Both Government and the CCK have already decided on a DVB-T2 standard for Kenya. The CCK, like many other regulators in other jurisdictions, is concerned about dumping of old technology in Kenya – which is why it already has strict decoder conformance requirements which go with its “type approval” requirements for all STB’s. This already sets minimum standards and is in line with international best practice. It is important that one does not confuse functionality with a standard – a free to air decoder does not require a conditional access system or encryption, as this functionality is wasted on such. However, a pay TV service requires an encryption and a conditional access system. Essentially, it is important that authorities should avoid mandating high level technological standards. Specifications should not add features which go beyond the primary function of, for instance the free-to-air DTT STB - which is the conversion of a digital signal so that it can be viewed on an analogue television set. The CCK and government have recognized this distinction and are acting accordingly.

What about radio and internet? What are their potential under the DVB-T2 technology? Do we expect to see digital radio through GOtv at some point in the future?

DVB-T2 as a technology is miles ahead in catering for radio and internet. As an advanced digital standard, these are both technically possible. However, we do not really see the market/commercial potential for internet via decoders for a variety of reasons – one, you have a huge market penetration of mobile telephony devices that support internet, why would anyone want to get their internet fixed at home on a largely social device – a TV/decoder; two, internet on the TV or decoder may pose challenges for families in terms of which or who would take precedence, i.e. whether it is TV or internet or parents or children surfing the internet, etcetera; third, there are numerous platforms that provide both radio and internet, but not that many that provide a truly multi-channel TV experience. Services such as GOtv, at least initially and when the availability of frequencies is at a premium, should really focus on providing quality television channels previously unavailable on the terrestrial platform. As a result, there are currently no audio channels on GOtv.
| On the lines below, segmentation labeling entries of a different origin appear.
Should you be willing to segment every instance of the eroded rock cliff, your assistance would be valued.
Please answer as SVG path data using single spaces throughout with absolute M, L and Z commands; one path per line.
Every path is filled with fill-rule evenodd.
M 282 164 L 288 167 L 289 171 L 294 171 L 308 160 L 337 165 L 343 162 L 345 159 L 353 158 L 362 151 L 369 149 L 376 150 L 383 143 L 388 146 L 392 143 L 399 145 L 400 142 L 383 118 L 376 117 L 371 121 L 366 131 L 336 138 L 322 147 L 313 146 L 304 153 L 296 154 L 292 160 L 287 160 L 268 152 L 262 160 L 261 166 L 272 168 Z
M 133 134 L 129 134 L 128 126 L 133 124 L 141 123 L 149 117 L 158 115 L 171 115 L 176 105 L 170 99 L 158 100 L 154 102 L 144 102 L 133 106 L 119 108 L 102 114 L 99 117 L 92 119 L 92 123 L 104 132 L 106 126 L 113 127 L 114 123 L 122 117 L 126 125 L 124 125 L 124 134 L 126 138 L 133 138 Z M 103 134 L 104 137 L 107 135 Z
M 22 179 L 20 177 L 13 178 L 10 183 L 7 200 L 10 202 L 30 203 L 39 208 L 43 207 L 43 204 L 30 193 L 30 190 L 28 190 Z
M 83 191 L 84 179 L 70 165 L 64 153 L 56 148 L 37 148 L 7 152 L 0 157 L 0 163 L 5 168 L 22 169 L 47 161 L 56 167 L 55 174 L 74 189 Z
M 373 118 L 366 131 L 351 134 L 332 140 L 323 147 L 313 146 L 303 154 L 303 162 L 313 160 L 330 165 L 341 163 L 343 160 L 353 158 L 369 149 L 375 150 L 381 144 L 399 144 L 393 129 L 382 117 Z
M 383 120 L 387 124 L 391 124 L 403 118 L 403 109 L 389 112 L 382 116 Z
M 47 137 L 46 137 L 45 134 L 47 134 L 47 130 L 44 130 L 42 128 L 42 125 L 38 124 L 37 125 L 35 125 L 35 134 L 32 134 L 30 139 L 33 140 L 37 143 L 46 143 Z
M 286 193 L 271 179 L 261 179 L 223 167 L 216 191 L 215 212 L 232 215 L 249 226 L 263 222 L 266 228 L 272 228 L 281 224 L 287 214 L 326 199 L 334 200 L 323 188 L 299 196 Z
Anything else you can add?

It is important to appreciate the role that services like GOtv play in assisting the digitization efforts of both the regulator and government. Suchservices provide new content not available on FTA, incentivising consumers to purchase set top boxes and migrate to DTT. This creates consumer awareness of DTT, spurs consumer appetite for DTT services, and stimulates consumer take up of DTT services. The take up of DTT services, whether FTA or pay TV, will help the country to attain critical mass of DTT users necessary for analogue switch off and the release of the digital dividend.